When President Kennedy set us on the path to the Moon, we went from modified ICBMs, to the mighty Saturn V, in less than ten years.  When the Apollo program was cancelled early, we didn’t despair, because we knew the Shuttle was in the system, and under development.  Although it didn’t live up to the promises made early on, becoming much more costly and complicated and time consuming than most of us expected, the Shuttle did provide a platform that was so successful that we built a space station with it, launched satellites, did unimaginable science, and were inspired beyond our imaginings.  They were the most complicated machines ever built, and we flew them into low Earth orbit, dozens of times each!  Since nothing so grand is ever without human costs, we also lost two, and 14 brave explorers.  Each of those people were, literally, rocket scientists, and knew more than any of us could the dangers of what they were doing.  They did it anyway.  How could you blame them?  The chance to experience what they did? They thought it was worth the risk.  Those that followed them in subsequent missions thought so, too.  They’d only have had to ask me once if I was willing to go.  Space Cadet would be at attention, saluting, saying “when do we leave!?” before they could get the whole question asked.  Yes, it’s worth the risk.

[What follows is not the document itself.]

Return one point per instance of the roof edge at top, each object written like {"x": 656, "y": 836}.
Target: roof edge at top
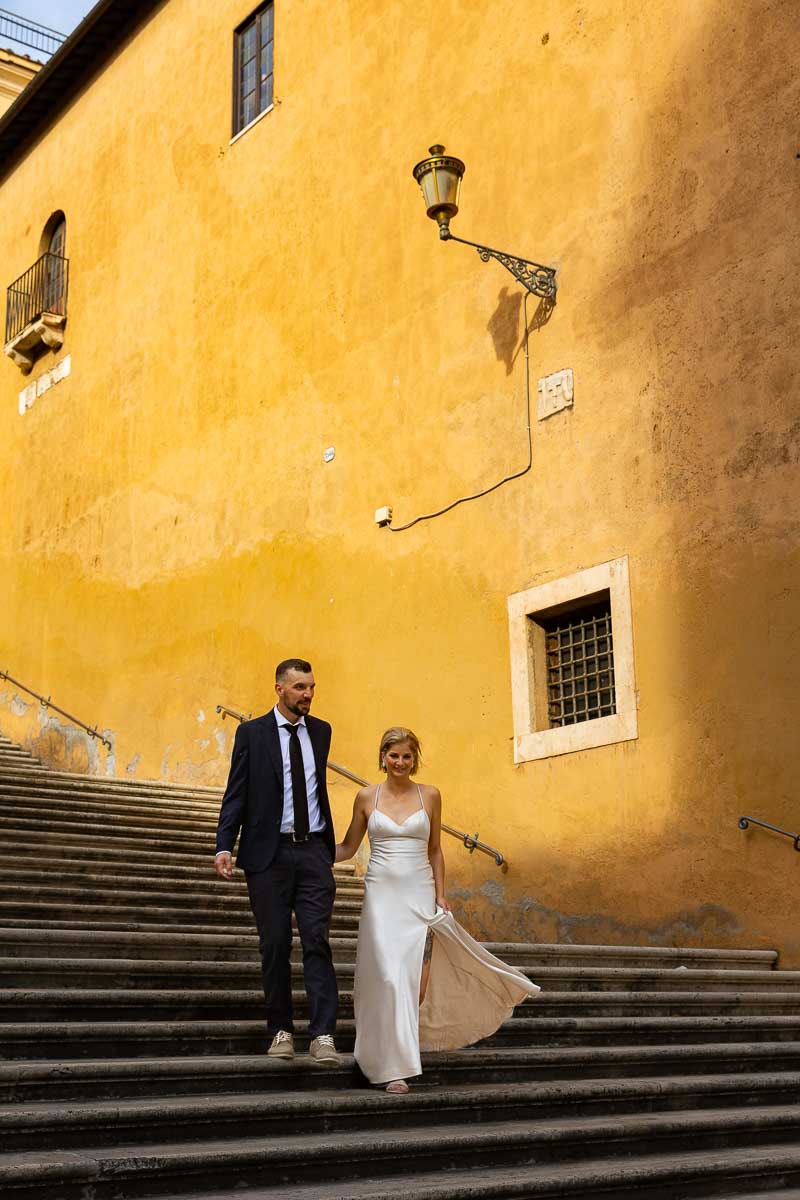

But now the Shuttles are grounded.  None of them will fly again.  They’ll become museum attractions, and sit in silence, while the children wonder at them, and us oldsters will talk about seeing them fly, “back in the day”.  When will we see the next manned machine fly into space with Old Glory proudly emblazoned on it’s side?  It’s going to be a long time.  Private industry is working on ships that will reach low Earth orbit, and be able to dock with the International Space Station.  The brave talk is that those ships will be flying in a few short years, but, as we all know, this is rocket science.  It’s possible we’ll see private companies hauling cargo and astronauts to the ISS this decade, but I’m not holding my breath.  Even though this is only year 1 of the “tensies”, I wonder how soon we’ll really see a company logo docking with ISS, and unloading supplies and crewmembers to the station.  I think it will be a while, and it’s even possible that we’ll see a Chinese vehicle there before we see the U.S.S. Capitalism clamping onto one of those docking adapters.

We’ve given up on the Moon.  We’ve given up on Mars.  NASA used to be the right stuff.  Now the right stuff has gone missing, and I’m not sure we’ll find it, at least not in my lifetime.  I grew up a child of the space age.  I’m one month older.  I was born in September 1957, and Sputnik was launched in October 1957.  Space travel has been with me my entire life.  My childhood was filled with a future full of space stations, moon bases, Mars colonies, flying cars, warp drive, transporters, and yes, even phasers.  Now, we have the space station, but we have no way to get there from here.  We’re reduced to standing at the curb, hand up, yelling “TAXI!”  There is no Moon base.  There is no Mars base.  There are no flying cars, warp drive, transporters, or phasers.  When there are, they’re likely to be labeled in Russian, or Chinese.

Wither, NASA?  I hope not.  The agency people put up a good talk, and I hope there’s plenty going on in the background that we don’t really see much about, but once momentum is lost, it’s gone.  It’s difficult to rebuild the skills, experience, knowledge, and understanding from scratch again, after you’ve let it go.  Think of a body builder, who in his youth is buff, and strong, and winning tournaments every time he goes out.  Then after a while, he starts taking a break.  The muscles loosen, the waist expands, the habits that won those admiring glances fade away.  How often do you see them stage comebacks, and be bigger and stronger than before?  NASA might do that, but I think the odds are against it.  And if the Tea Party dimwits have their way, it’ll never happen.

In case you hadn’t noticed, I’m a bit melancholy about the whole thing right now.  Maybe things will look a bit brighter tomorrow.  Maybe.